"Masuklah," ucap pelayan yang telah mengantar Tiffany sampai ke depan sebuah pintu besar di ujung lorong, tidak lain ialah kamar Damien.
Tiffany mengangguk. Sesaat memejamkan mata, sebelum akhirnya mendorong pintu. Megah, adalah kesan pertama tatkala memandang interior kamar yang lebih besar daripada rumah tempat ia dibesarkan.
Langit-langit tinggi dengan lampu gantung kristal berkilauan, ranjang tidur berkanopi dilapisi seprai sutra hitam yang tampak mahal, karpet tebal menghiasi lantai, dan jendela besar tertutupi tirai beludru merah gelap. Semua memancarkan kekayaan dan kekuasaan.
Sayangnya, tak sedikitpun Tiffany merasa tenang. Justru dia merasa seperti burung merpati kecil yang terperangkap di sarang predator.
"Tanggalkan pakaianmu, dan naiklah ke pembaringan."
Refleks Tiffany menoleh ke belakang, seketika itu juga matanya terbelalak, melihat Damien muncul di tengah suasana kamar yang remang-remang.

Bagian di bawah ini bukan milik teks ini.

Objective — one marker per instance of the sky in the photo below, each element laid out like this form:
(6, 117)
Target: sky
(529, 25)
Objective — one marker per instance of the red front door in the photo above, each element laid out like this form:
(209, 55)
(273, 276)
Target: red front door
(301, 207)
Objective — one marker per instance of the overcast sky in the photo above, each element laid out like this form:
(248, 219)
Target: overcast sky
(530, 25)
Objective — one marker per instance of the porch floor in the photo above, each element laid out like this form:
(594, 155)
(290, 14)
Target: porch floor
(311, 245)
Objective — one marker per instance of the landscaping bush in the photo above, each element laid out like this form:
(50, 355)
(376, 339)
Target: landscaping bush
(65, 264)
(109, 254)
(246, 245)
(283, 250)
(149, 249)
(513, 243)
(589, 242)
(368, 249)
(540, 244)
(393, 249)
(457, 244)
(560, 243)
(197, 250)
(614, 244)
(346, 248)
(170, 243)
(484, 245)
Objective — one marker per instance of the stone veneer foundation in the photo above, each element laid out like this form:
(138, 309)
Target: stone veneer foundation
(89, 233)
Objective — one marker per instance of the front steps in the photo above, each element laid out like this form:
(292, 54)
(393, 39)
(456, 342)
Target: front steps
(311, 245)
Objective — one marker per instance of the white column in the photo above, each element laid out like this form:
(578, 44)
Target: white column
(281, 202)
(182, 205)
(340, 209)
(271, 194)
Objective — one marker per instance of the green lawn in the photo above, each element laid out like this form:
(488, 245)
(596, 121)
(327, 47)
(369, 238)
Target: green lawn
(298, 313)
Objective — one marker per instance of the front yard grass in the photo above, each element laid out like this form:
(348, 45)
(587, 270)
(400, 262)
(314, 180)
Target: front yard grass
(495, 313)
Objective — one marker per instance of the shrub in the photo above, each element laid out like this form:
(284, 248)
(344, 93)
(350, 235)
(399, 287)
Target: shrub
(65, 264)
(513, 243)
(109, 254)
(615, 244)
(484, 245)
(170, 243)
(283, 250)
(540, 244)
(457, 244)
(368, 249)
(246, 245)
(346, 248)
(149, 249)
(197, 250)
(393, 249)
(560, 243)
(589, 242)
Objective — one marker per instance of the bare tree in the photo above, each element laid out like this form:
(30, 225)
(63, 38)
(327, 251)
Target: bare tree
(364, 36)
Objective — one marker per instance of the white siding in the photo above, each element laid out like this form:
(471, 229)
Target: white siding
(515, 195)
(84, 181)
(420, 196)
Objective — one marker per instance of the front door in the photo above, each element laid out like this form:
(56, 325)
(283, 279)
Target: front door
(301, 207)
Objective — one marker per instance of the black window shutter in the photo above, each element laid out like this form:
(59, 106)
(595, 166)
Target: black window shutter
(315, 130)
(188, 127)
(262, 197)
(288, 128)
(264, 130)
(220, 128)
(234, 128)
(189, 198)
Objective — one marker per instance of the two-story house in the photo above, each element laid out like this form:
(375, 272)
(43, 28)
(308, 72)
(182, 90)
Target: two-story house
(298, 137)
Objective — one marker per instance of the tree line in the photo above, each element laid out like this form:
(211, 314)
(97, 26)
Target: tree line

Semakin dekat, semakin jelas pula sosoknya terlihat.
"Cepat lakukan," ulang Damien, suaranya terdengar berat dan dominan.
Tiffany meraih tepi gaun putih yang dikenakannya, jari-jarinya gemetar. "Tidak, aku tidak bisa."
"Kau mau melepasnya sendiri ... atau aku yang melepasnya?" ancam Damien, dia terus melangkah maju, sementara Tiffany melangkah mundur.
"Jangan, Tuan. A-aku benar-benar tidak bisa, sungguh aku—haaa!!"
Punggung Tiffany membentur pembaringan saat Damien mendorongnya tanpa aba-aba. Lelaki itu menindih, mengecup, dan meraba apa saja yang bisa diraihnya. Tiffany berusaha menghentikan aksi brutal Damien dengan mendorong, atau memalingkan wajah saat pria itu hendak menyesap alat bicaranya.
Nahas, tenaganya kalah kuat. Alhasil, Damien mendapatkan apa yang dia inginkan, permainannya yang kasar dan memabukkan sempat membuat Tiffany terbuai. Tak cukup sampai disitu, Damien merobek dress putih Tiffany dalam sekali tarikan, pun menanggalkan pakaiannya sendiri, sehingga kini mereka sama-sama tanpa busana.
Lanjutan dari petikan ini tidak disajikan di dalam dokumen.